30 YEARS AGO TODAY: a BBC newsflash as the IRA announce a ceasefire, seen as the first big step towards the Good Friday Agreement four years later. Jeremy Vine takes his position outside 10 Downing Street.
20 YEARS AGO TODAY: GMTV launches a new set. Installing a huge window behind them just as the summer ends is brave; just as an American spinoff sitcom can get an easy cheer out of a star from the original, so Paul Whitehouse visits Swiss Toni's as an inventor with the broadest of northern accents. Things however go downhill when a crazed Mark Heap appears.
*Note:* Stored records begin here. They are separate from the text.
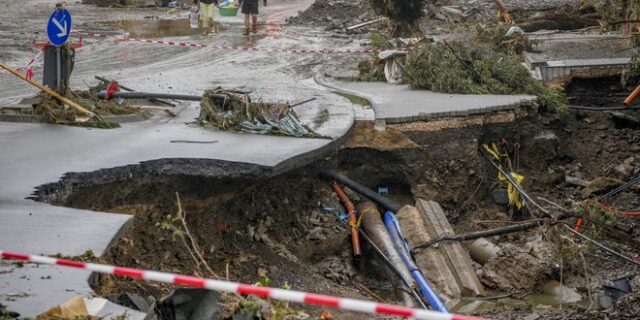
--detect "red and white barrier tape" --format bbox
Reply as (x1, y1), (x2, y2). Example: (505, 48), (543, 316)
(0, 250), (482, 320)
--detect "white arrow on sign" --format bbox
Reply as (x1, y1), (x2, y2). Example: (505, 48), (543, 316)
(51, 18), (67, 38)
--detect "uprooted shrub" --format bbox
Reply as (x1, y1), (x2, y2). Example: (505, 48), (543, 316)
(197, 88), (318, 137)
(32, 83), (139, 129)
(405, 42), (567, 113)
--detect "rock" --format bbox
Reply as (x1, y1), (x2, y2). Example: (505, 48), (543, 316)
(609, 111), (640, 128)
(522, 313), (540, 320)
(564, 175), (590, 187)
(581, 177), (624, 198)
(542, 280), (582, 303)
(613, 157), (635, 180)
(481, 243), (556, 292)
(469, 238), (500, 264)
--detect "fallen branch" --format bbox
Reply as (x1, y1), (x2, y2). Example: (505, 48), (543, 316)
(563, 225), (640, 266)
(0, 62), (101, 120)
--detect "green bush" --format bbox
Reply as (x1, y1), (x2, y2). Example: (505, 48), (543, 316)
(405, 43), (567, 113)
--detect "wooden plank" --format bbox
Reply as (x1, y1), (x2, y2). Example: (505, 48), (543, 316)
(396, 206), (462, 304)
(417, 199), (485, 296)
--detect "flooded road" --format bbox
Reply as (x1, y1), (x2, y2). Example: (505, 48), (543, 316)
(0, 0), (363, 106)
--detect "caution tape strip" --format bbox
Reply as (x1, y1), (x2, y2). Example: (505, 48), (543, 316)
(0, 250), (482, 320)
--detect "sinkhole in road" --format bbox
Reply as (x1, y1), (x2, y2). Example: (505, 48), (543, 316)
(34, 111), (640, 319)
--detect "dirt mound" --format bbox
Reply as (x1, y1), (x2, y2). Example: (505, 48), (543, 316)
(288, 0), (376, 29)
(36, 105), (640, 319)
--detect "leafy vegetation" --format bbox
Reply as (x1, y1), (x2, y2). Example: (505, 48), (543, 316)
(405, 42), (567, 113)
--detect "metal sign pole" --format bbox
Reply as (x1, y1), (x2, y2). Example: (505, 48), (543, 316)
(56, 47), (62, 93)
(47, 3), (71, 93)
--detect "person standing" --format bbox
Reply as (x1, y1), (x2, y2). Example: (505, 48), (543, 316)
(240, 0), (267, 36)
(193, 0), (218, 34)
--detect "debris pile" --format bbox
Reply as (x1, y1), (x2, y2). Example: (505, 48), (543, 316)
(33, 83), (138, 129)
(405, 42), (567, 113)
(288, 0), (377, 30)
(197, 88), (317, 137)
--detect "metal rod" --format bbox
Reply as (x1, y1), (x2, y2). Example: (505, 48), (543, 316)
(0, 62), (96, 120)
(478, 149), (552, 218)
(94, 76), (176, 107)
(321, 170), (401, 212)
(563, 225), (640, 266)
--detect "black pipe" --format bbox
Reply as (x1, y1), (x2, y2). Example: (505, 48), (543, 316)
(321, 170), (401, 212)
(569, 106), (638, 111)
(358, 228), (428, 309)
(94, 76), (176, 107)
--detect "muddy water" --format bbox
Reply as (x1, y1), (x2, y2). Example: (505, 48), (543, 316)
(99, 19), (222, 38)
(332, 91), (371, 107)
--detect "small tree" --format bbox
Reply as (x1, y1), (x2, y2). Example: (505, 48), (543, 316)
(369, 0), (429, 37)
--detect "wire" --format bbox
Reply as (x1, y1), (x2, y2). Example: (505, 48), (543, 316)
(563, 224), (640, 266)
(478, 149), (553, 218)
(569, 106), (640, 111)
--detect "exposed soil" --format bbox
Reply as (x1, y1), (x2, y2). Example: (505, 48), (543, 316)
(36, 99), (640, 319)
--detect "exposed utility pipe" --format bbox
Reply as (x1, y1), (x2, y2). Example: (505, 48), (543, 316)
(321, 170), (401, 212)
(331, 181), (362, 259)
(358, 229), (428, 309)
(358, 201), (416, 306)
(94, 76), (176, 107)
(384, 211), (449, 312)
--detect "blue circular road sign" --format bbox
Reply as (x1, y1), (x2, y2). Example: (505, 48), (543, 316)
(47, 9), (71, 47)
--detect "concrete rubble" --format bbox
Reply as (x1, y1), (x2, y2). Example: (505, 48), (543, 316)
(0, 0), (640, 320)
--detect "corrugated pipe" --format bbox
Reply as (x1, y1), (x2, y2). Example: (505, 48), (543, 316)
(357, 201), (416, 307)
(384, 211), (449, 312)
(331, 181), (362, 259)
(321, 170), (400, 212)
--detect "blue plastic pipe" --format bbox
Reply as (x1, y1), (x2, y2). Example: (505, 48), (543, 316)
(384, 211), (449, 312)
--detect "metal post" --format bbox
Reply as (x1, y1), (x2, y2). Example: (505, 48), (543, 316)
(56, 47), (62, 93)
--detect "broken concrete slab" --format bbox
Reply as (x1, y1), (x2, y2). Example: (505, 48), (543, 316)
(0, 98), (353, 316)
(0, 261), (93, 318)
(397, 199), (484, 303)
(314, 75), (537, 123)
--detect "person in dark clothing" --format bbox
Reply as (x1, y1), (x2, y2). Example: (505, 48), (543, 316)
(240, 0), (267, 36)
(193, 0), (218, 34)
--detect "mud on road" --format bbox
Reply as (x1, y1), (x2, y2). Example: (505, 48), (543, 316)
(36, 97), (640, 319)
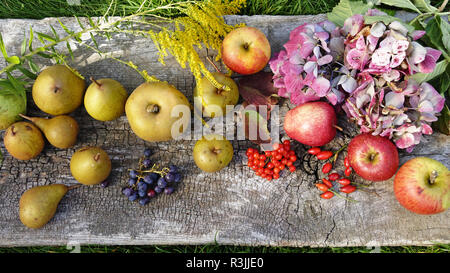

ALSO... you wouldn't think we could still be finding bits of telly flotsam from around Princess Diana's death - today in 1997, in case you're eight years old - but it's quite the development to have confirmed that CNN chose to simulcast GMTV's coverage. A few hours later Straight Up, LWT's modernist current affairs magazine show, suddenly finds it has a very serious breaking story to deal with and does so by sending Nick Knowles, with his very Nineties floppy hair, to Buckingham Palace. This is only the first five of its fifty minutes so we can't confirm Kate Thornton's claim that they played out with Candle In The Wind and that might have given Elton the idea.
September 1st
40 YEARS AGO TODAY: not every day that members of Queen show up on Saturday morning TV, but such is the pull of Tommy Boyd and the new Saturday morning show Saturday Starship. Actually, it's not the Brian May connection that swung it, is it?; the first Saturday of September means the autumn season has begun and the big LE can return to Saturday nights, or in some cases arrive there. Yes, in bingo lingo it's clickety-clicks, the first time to take your pick of the six as Bob's Full House begins with a full selection of Monkhouse intro gags; 3-2-1 returns with a Victorian music hall theme, which obviously means Chris Emmett as the My Mum's Leonard Sachs, Sheila Steafal as Miss Popsy Wopsy left on a radiator overnight and your own, your very own Ken Dodd.
30 YEARS AGO TODAY: The Big Breakfast is visited apparently surprisingly by Barbara Windsor. This is Gaby's cue to mention that for the previous few days the show had been campaigning to get her into the Queen Vic, which apparently had come out of a Question Of The Day seeking suggestions for how EastEnders could be made better. What makes that suspicious in hindsight is that her casting as Peggy Mitchell was announced the very next day, but nobody is letting on even when Grant is mentioned. We're told Windsor revealed years later that the show had got wind of the signing and tried to earn some publicity for itself, which her and the BBC press office rolled with as it was beneficial to all, but as she couldn't make anything public yet she had to sit there uncomfortably.
20 YEARS AGO TODAY: Patrick Harbinson went on to write episodes of ER, 24 and Homeland but his creation for ITV Steel River Blues was doomed to fail after one series once it became known that the Middlesbrough-based firefighting team at its centre would be known as Blue Watch, just like the one in London's Burning.